Based on the extensive experience and advanced technical platforms, Creative Biolabs offers customized, one-stop ECIA™ cellular analysis services designed to accelerate your immune monitoring or epitope discovery projects. We carry out the cellular assays with optimized and validated protocols, which are time-saving and cost-efficient. Our experienced scientists could deliver accurate reports and overcome the pitfalls of variability. With our unique high-throughput approach, hundreds of samples can be processed in a single program, allowing you to focus on your critical work and project planning.
Upon receiving your inquiry, our experts will engage themselves with your project quickly, design suitable cell-based analysis protocols, come up with a complete quotation including experimental design, cell preparation and shipping, details of the assay protocols, and the final report. Customers can order a single cellular analysis service or any other service from the whole epitope discovery system.
Fig.1 Cell-mediated immunity. (Wen, 2017)
HLA tissue typing service is consisted of a series of systematically integrated assays to help customers acquire complicated HLA allele information for both academic research and clinical application.

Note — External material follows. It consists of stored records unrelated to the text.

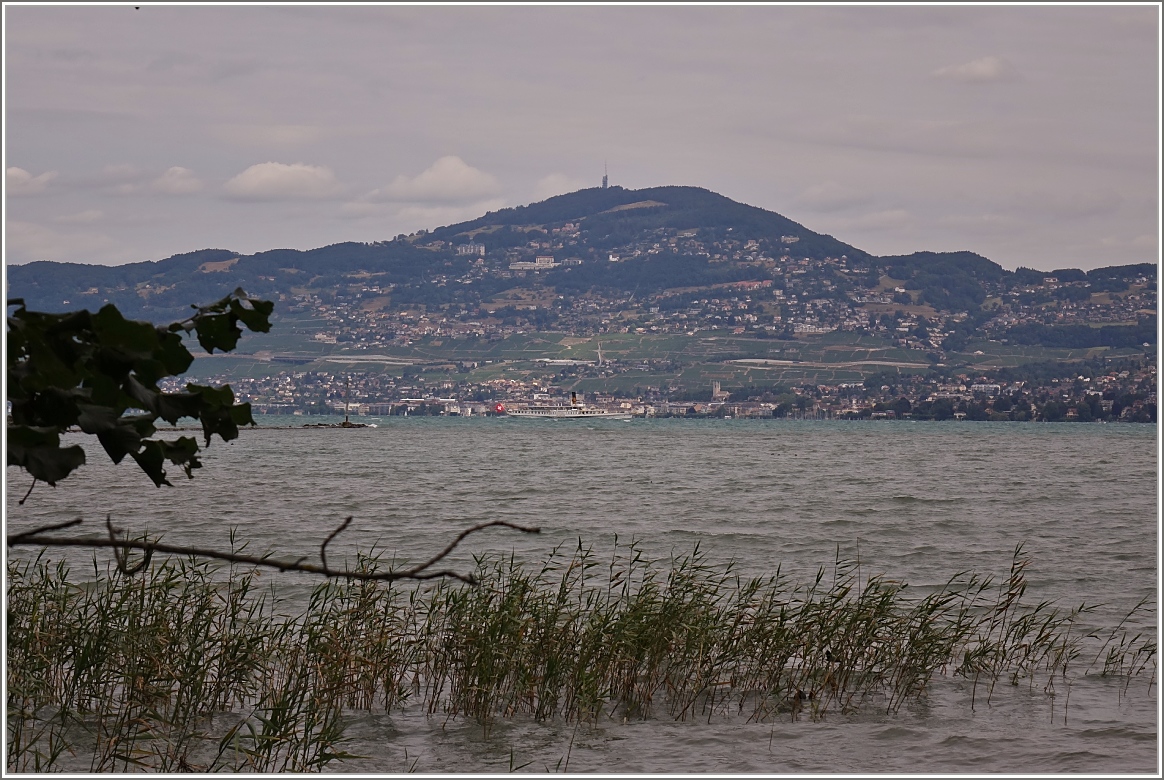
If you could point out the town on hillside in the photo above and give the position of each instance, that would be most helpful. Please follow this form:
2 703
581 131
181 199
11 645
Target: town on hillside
703 306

We provide up-to-date HLA sequencing services and use the PCR-SSO/SSP strategies, which could meet specific requirements in sequencing resolution, time, budget, and research objectives and perfectly maintain a balance among the assay quality, time and cost. Furthermore, modules based on the Next-Generation Sequencing (NGS) are ready for a more precise analysis.

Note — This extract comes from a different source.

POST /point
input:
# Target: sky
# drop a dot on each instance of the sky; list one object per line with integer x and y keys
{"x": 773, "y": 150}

This assay can identify and enumerate the number of ASC and those secreting antibodies to a specific antigen in samples with high sensitivity at the cellular level. On the other hand, this platform can also be utilized for infection detection, drug therapy, vaccination, and autoimmunity.
The optimized ELISpot assay measures the magnitude and quality of T cells immunity through detecting antigen-specificity T cells that involve in the secretion of cytokines and other utility. This process is much more reproducible and sensitive than other assays, such as cytokine measurements in detecting low-frequency antigen-specific CD4+ and CD8+ T cells.
Intracellular cytokine staining is achieved by blocking the transfer of protein-mediated by the Golgi apparatus, by the use of in vitro polyclonal activators or specific antigen-stimulated cells and cytokine transmembrane secretion blocker, allowing the accumulation of cytokines in the cytoplasm.
This protocol can display the character of single-cell and the specificity of cell groups, which could directly reflect in vivo cell state and the level of protein in the cytoplasm.
Carboxyfluorescein succinimidyl ester (CFSE) can easily penetrate the cell membrane and covalently bind to the intracellular protein in the living cells. It will release green fluorescence after hydrolysis. The labeled cells can be observed for weeks in vivo so that they are normally utilized in the experiments of cell test and cell activity observation using fluorescent electron microscopy or confocal.
In animal research, the interaction between host and pathogen has attracted more and more attention. There has been some progress in the study of T-cell immune reagents for many animals, but it is urgent to directly evaluate pathogen-specific T-cells, a rare cell population, but the most important thing is to coordinate the host's immune response to specific pathogens. At present, we provide a technology that can quantify antigen-specific cellular immunity at the single-cell level, and can monitor individual immunity in detail based on the variability related to the number of activated T cells or the type of cytokines secreted. In veterinary medicine, the detection of pathogen-specific T cells can provide diagnostic help in the case of unclear or missing serological results.